Most buyers and sellers believe the real estate “deal” is negotiated at the signing of the contract. By that point, the counteroffers have been made and the back and forth has happened, so it’s easy to assume that the deal will go on auto-pilot until closing.  Not so fast… Its time for home inspection repair negotiations!

The reality though is that in many cases the deal-making and negotiations only started at the contract signing. Even in more competitive real estate markets, negotiations still happen once in escrow.


For example, maybe the HVAC system has some issues – may prompt you to seek a credit. But where do you go from there?

Here are three tips for negotiating repairs after a home inspection.

Ask for a credit for the work to be done

1. The sellers are on their way out. If the property is moving toward closing, they’re likely packing and dreaming of their new home. The last thing they want to do is deal with repairs and work on their old home. As a result, they may not be as thorough as you, as the new owner would. They may not treat the work as a high priority. If you take a cash-back credit at close of escrow, you can use that money to complete the project yourself. Chances are you may do a better job than the seller. Finally, if you get the credit there will be less back and forth to confirm the work has been done.

2. If you know you want to renovate a bathroom within a few years, then you likely won’t care that a little bit of its floor id damaged, that there’s a leaky faucet or that the caulking needs to be redone. These things will get fixed during the future renovation. However, the repairs are still up for negotiation. Asking the seller for a credit to fix these issues will help offset some of your closing cost.

3. A good listing agent will walk the property inspection with you, your agent and the inspector. Revealing your comfort level with the home or your intentions, in the presence of the listing agent, could come back to haunt you in the further discussions or negotiations.

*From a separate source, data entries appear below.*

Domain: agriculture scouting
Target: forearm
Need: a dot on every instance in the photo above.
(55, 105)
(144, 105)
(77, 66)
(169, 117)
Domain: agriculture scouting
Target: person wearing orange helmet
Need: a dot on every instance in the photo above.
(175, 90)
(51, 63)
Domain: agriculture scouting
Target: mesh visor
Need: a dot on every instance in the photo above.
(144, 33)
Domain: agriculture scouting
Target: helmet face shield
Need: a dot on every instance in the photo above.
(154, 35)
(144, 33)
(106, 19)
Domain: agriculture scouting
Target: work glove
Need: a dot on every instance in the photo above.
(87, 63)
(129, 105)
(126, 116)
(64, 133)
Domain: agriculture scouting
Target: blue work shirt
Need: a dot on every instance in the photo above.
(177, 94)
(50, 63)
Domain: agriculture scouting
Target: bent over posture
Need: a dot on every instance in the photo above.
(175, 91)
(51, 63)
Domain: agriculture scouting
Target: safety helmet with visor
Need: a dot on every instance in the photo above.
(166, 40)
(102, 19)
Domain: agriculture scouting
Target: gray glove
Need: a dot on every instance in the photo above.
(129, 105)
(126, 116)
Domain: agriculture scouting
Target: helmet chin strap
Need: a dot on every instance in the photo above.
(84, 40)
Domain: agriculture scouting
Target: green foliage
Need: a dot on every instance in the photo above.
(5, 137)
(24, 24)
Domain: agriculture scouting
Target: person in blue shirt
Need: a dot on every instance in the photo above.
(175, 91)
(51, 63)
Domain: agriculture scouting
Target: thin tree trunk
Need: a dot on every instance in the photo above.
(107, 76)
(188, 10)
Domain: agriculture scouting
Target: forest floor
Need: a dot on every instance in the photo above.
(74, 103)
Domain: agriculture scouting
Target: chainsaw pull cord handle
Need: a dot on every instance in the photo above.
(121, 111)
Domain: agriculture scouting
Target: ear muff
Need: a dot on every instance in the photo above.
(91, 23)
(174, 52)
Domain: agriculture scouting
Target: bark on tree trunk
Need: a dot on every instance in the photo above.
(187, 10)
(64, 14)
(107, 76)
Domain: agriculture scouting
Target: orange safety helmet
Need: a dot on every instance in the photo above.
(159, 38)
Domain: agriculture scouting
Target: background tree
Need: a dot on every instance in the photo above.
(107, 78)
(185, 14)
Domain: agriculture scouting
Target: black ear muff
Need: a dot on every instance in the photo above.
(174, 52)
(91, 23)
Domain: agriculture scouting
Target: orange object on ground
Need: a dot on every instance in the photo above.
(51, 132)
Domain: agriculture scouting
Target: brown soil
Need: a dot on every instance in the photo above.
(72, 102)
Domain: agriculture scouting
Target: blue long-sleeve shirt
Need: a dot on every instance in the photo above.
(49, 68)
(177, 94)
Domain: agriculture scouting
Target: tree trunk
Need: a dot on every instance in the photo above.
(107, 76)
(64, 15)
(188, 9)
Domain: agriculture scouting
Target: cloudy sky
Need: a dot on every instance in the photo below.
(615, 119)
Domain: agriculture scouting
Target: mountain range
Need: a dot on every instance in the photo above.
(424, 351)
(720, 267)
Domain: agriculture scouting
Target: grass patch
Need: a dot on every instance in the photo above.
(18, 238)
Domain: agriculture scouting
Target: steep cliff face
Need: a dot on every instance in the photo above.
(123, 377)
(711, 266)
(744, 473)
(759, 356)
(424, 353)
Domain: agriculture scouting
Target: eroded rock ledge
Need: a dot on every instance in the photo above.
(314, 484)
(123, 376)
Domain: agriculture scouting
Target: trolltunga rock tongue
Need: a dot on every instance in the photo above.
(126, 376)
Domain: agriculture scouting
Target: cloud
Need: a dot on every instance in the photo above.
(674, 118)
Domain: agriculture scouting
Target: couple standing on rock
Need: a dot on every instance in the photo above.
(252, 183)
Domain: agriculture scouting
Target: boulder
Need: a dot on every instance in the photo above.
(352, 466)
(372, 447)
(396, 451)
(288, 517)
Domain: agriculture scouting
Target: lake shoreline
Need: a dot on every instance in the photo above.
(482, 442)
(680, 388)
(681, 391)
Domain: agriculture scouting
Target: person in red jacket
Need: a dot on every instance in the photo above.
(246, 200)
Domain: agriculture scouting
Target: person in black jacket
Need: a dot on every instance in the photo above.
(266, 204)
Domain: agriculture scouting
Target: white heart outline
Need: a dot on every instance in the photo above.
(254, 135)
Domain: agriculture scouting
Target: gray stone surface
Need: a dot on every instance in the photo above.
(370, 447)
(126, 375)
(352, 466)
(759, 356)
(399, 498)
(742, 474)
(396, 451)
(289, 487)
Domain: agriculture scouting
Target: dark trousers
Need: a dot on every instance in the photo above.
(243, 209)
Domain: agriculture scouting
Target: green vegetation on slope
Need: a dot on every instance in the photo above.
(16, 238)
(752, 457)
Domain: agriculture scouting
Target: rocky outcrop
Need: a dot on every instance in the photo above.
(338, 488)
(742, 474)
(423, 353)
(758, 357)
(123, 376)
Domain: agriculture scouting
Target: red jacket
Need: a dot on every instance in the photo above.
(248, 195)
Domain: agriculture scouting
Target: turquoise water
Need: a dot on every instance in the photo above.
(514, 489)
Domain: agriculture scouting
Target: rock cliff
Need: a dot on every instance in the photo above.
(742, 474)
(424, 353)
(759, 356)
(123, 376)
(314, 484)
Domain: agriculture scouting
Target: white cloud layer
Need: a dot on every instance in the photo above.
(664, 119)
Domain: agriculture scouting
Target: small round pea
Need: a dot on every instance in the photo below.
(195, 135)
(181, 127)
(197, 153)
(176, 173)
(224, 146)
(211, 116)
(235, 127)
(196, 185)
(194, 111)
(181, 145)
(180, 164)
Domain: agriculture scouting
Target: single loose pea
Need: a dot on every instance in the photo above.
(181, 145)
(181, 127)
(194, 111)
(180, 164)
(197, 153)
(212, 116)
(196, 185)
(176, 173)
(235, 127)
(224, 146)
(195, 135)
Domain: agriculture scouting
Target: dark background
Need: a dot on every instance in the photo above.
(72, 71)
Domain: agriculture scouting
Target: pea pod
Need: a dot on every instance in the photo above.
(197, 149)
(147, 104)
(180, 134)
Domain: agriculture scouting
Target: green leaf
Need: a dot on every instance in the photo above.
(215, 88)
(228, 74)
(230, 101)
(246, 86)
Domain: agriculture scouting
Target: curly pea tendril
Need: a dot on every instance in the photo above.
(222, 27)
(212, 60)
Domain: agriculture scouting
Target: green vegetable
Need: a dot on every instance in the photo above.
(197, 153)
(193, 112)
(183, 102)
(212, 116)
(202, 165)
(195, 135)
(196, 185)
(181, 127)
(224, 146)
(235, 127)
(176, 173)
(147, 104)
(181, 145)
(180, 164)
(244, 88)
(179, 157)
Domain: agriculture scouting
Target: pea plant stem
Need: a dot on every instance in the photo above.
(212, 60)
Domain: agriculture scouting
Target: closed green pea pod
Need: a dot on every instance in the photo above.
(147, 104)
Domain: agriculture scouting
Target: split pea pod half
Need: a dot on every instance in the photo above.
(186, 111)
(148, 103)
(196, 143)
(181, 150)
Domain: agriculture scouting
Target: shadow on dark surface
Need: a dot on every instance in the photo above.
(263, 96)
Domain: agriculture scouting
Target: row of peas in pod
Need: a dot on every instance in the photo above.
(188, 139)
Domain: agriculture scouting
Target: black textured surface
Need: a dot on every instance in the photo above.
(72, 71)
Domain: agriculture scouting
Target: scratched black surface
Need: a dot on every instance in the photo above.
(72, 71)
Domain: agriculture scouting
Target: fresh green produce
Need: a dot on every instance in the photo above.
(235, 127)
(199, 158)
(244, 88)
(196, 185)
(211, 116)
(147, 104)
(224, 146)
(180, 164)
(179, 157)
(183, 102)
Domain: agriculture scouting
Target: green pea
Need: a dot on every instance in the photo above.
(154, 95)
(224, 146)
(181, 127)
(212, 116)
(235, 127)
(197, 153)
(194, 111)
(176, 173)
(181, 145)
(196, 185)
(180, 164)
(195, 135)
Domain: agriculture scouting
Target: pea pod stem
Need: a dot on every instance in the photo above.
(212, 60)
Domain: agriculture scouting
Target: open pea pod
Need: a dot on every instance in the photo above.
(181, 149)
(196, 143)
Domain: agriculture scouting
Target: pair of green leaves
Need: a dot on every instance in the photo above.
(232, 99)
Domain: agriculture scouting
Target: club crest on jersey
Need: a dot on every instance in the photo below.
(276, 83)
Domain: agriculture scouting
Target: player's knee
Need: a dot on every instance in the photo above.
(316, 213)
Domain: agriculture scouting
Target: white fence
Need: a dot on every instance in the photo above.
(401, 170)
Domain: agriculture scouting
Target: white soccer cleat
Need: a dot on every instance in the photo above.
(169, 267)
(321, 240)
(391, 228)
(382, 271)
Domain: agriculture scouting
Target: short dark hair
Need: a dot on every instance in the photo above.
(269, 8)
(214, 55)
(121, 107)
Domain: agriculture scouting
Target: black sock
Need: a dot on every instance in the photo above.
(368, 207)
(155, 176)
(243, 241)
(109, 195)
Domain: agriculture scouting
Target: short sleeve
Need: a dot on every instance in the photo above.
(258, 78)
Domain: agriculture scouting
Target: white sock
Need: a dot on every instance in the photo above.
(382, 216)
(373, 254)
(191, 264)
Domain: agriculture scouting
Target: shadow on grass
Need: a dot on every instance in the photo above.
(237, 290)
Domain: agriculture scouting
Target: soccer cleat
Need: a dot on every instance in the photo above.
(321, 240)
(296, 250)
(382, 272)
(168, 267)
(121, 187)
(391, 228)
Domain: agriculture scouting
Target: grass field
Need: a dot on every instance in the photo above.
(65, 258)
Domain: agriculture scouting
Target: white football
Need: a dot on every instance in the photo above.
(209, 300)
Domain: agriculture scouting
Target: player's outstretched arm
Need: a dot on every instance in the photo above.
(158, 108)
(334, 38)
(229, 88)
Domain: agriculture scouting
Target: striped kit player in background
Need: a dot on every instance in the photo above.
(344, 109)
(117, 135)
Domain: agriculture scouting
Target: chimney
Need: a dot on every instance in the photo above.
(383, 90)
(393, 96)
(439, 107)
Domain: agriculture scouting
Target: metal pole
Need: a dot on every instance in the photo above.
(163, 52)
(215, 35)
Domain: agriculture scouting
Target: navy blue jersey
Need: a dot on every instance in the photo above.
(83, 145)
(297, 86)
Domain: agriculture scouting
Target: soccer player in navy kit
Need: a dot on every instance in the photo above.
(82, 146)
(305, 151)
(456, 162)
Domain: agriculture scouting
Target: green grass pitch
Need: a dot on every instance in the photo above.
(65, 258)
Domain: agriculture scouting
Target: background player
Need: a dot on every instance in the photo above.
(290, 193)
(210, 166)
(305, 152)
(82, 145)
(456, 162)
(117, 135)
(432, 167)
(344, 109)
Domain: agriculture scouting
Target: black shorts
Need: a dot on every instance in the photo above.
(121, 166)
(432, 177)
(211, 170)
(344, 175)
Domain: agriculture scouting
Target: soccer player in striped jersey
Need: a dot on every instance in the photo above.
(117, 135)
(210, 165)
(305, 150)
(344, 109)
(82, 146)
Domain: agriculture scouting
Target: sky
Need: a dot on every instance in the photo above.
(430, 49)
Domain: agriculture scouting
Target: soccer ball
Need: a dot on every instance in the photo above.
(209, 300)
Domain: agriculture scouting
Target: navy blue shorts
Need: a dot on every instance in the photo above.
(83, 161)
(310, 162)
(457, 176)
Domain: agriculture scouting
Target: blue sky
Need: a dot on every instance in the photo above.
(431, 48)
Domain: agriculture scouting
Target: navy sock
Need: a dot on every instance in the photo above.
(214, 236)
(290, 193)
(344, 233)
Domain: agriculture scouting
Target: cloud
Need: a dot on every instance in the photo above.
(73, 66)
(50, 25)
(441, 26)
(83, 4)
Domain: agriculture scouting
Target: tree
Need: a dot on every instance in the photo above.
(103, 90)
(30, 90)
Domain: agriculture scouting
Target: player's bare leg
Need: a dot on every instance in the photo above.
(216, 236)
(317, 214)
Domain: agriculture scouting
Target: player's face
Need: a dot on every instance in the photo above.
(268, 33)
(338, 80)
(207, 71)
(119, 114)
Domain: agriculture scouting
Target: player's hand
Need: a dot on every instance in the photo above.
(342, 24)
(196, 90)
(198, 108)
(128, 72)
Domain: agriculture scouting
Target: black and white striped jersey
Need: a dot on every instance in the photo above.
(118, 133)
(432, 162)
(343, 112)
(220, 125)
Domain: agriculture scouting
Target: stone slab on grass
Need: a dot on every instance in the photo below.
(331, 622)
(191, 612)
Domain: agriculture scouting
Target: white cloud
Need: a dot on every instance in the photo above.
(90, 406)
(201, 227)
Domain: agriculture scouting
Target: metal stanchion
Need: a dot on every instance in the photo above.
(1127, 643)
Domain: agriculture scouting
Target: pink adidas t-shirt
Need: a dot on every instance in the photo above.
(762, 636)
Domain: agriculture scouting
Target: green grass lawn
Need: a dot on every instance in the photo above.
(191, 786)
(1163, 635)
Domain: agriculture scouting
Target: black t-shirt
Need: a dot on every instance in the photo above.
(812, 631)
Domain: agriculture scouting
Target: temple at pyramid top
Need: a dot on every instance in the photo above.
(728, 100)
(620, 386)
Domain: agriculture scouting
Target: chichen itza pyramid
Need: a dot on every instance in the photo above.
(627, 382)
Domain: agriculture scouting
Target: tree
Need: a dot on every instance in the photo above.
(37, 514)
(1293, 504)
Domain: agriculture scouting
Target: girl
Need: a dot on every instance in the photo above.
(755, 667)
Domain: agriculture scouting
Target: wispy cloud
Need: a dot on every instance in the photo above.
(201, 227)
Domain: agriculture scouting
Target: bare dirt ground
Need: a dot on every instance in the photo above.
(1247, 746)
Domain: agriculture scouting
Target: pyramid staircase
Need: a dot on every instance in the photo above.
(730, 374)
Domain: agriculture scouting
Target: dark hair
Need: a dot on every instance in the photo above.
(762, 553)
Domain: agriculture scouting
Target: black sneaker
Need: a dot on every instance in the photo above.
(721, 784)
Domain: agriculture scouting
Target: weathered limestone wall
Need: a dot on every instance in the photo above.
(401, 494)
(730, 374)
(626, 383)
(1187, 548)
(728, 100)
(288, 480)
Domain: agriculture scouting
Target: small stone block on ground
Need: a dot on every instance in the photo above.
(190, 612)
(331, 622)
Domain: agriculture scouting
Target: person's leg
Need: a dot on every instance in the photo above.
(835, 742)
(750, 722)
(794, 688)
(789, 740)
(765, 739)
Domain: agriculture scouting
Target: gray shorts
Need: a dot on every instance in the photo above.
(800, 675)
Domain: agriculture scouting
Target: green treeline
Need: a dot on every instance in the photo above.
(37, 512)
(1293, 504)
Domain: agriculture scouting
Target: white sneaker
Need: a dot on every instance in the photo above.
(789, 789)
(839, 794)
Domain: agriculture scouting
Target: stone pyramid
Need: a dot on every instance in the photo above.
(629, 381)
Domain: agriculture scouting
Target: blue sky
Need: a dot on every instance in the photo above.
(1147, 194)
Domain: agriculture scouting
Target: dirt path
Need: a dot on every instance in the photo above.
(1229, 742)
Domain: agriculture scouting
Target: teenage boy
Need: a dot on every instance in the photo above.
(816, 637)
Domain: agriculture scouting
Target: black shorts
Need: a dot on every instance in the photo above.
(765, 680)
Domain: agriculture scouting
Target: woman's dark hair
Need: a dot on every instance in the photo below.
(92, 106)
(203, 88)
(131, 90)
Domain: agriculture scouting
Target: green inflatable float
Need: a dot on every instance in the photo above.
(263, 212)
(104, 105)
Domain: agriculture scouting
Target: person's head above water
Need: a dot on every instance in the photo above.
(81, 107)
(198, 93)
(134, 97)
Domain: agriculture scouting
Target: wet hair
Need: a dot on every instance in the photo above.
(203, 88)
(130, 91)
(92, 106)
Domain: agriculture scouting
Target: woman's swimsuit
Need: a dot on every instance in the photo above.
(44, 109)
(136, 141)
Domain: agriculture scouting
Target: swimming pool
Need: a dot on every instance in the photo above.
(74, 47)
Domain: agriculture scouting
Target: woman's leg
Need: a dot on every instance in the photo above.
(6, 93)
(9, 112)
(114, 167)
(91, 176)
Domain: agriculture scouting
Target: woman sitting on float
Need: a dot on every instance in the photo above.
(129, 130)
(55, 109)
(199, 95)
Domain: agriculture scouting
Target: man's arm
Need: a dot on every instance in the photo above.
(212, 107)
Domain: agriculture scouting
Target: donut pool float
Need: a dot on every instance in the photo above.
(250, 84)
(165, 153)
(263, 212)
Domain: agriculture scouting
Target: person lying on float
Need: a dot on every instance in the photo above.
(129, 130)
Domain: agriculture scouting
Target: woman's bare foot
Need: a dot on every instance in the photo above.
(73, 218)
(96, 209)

For example, if you mention you’re planning a gut renovation of the kitchen, the sellers will certainly hear about it. And they’re going to be less likely to offer you a credit back to repair some of the kitchen cabinets. Also, if the listing agent hears you tell the inspector that you love the home so much you don’t mind replacing the HVAC system the agent will surely let the sellers know about that.

Eyes wide open

A word of caution: You should never complete the original contract assuming that you can negotiate more as a result of the property inspections. It’s a competitive market and the property inspection comes back flawless, there’s nothing to negotiate. If you attempt to negotiate anyways to recoup what you lost in maybe an initial negotiation. You risk alienating the sellers and possibly giving them an incentive to move on to the next buyer.

A real estate transaction is never a done deal until all the money has been wired in and deed transferred. Prior to signing the real estate contract, your main concern is that you may be competing with other buyers.